Title
: The Politics of Water Resource Development in India
The Narmada Dams Controversy
Editor
: By John R. Wood
Published by : Sage Publications
Pages
: 285
Price
: Rs 625
Water,
it is said, could well be the main cause of a World War III flare up.
Such is the intensity and bitterness with which the sharing and
distribution of the natural resource is fought across internal and
international boundaries.
John Wood, Professor Emeritus, Department of Political Science,
University of British Columbia, Vancouver, Canada, has been studying the
disputes over the Narmada Dam since 1989.
Under the Shastri Indo-Canadian fellowship, the author has travelled
several times to India and studied the wide-ranging issues raised over
water resource development.
This book, he dedicates “To the people of the Narmada River Valley and
all the victims and beneficiaries of its development with the hope that
they may find forgiveness, gratitude and understanding for each other.”
The Indian Constitution’s Seventh Schedule (11:17) provides that “Water
that is to say water supplies, irrigation and canals, drainage and
embankments, water storage and water power” falls under state
jurisdiction. However the rider “subject to the provisions of entry 56
of List 1” is added to enable the central government to control
regulation and development of inter-state rivers and valleys to the
extent that “Parliament by law declares it to be in the public
interest.” If Parliament so declares, Article 262 of the Constitution
empowers the central government to provide for the adjudication of “any
dispute or complaint with respect to the use, distribution or control of
the waters of, or in, any inter-state river or river valley.”
A Water Disputes Tribunal is appointed by the CJI consisting of a
sitting Supreme Court judge and two other judges chosen from the Supreme
or High Court. This was to prevent extensive delays in litigation and it
recognized the fact that allocation of the costs and benefits of
developing a river’s water is ultimately a political decision!
There have been several disputes over water allocation in India, the
most significant ones being, Damodar Valley Corporation, Krishna and
Godaveri disputes, Cauvery River, Ravi-Beas River and of course the best
known of them all, the Narmada Valley.
The dramatis personae in the Narmada Valley saga have been four
contentious states, Madhya Pradesh, Rajasthan, Maharashtra and Gujarat.
“The people of Madhya Pradesh could perhaps be forgiven for thinking
that the Narmada was “their” river since nine-tenths of the flow and the
catchment contribution lay within the state’s territory.”
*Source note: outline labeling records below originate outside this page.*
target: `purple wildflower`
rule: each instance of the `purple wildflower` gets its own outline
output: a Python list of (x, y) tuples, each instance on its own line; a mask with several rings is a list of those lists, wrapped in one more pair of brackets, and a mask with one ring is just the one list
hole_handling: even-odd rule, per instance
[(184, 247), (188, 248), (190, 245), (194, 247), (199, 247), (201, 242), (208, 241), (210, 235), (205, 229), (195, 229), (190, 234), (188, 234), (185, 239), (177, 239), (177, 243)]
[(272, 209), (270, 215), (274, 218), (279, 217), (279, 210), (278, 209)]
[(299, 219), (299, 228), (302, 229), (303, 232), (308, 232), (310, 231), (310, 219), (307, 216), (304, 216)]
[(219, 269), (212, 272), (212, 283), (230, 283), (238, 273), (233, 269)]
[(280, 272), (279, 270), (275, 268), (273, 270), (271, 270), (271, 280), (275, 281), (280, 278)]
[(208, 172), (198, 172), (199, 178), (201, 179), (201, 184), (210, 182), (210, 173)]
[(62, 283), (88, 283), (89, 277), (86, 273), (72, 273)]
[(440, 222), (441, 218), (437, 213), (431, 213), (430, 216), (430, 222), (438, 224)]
Apart from the trap of territorial sovereignty that it led to, the
dispute soon turned into an upstream-downstream conflict but it was
nowhere parallel to the Cauvery bitterness where the downstream state
became aggrieved because the upstream state was appropriating water in
such a manner as to jeopardize its economy. Whereas Gujarat was
aggrieved that its economy was being held back because it could not
fully exploit the Narmada water, it could scarcely blame upstream Madhya
Pradesh for increased appropriation. On a theoretical level, the Narmada
dispute offered more bargaining room than the Cauvery dispute. Madhya
Pradesh had bigger grievances than allocation and appropriation of water
- it had to do with the height of the terminal dam, revised several
times and the consequent fear of displacement of its vulnerable
populace.
The rest is ongoing newspaper headlines and history in the making.
The book is essentially an academic work, well researched and exhaustive
in regard to every legal nuance of the dispute. The emotional drama is
told in b/w pictures. With activists, opportunists and even stars
getting into the Narmada fray, this is one story that is not likely to
have an epilogue in the very near future.